官术网_书友最值得收藏!

  • R Programming By Example
  • Omar Trejo Navarro
  • 501字
  • 2021-07-02 21:30:45

Checking no collinearity with correlations

To check no collinearity, we could use a number of different techniques. For example, for those familiar with linear algebra, the condition number is a measure of how singular a matrix is, where singularity would imply perfect collinearity among the covariates. This number could provide a measure of this collinearity. Another technique is to use the Variance Inflation Factor, which is a more formal technique that provides a measure of how much a regression's variance is increased because of collinearity. Another, and a more common, way of checking this is with simple correlations. Are any variables strongly correlated among themselves in the sense that there could be a direct relation among them? If so, then we may have a multicollinearity problem. To get a sense of how correlated our variables are, we will use the correlations matrix techniques shown in Chapter 2, Understanding Votes with Descriptive Statistics.
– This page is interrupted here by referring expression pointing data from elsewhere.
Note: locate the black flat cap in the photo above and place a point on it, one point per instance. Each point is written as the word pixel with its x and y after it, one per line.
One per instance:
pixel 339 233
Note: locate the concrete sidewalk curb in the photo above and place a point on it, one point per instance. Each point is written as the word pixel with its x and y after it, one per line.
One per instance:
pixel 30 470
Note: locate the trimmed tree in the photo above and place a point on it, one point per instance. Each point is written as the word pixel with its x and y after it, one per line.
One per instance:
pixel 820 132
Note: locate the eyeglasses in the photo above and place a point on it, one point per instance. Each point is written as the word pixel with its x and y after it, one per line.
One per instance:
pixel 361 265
The following code shows how correlations work in R:

library(corrplot)
corrplot(corr = cor(data[, numerical_variables]), tl.col = "black", tl.cex = 0.6)

As you can see, the strong correlations (either positive or negative) are occurring intra-groups not inter-groups, meaning that variables that measure the same thing in different ways appear to be highly correlated, while variables that measure different things don't appear to be highly correlated.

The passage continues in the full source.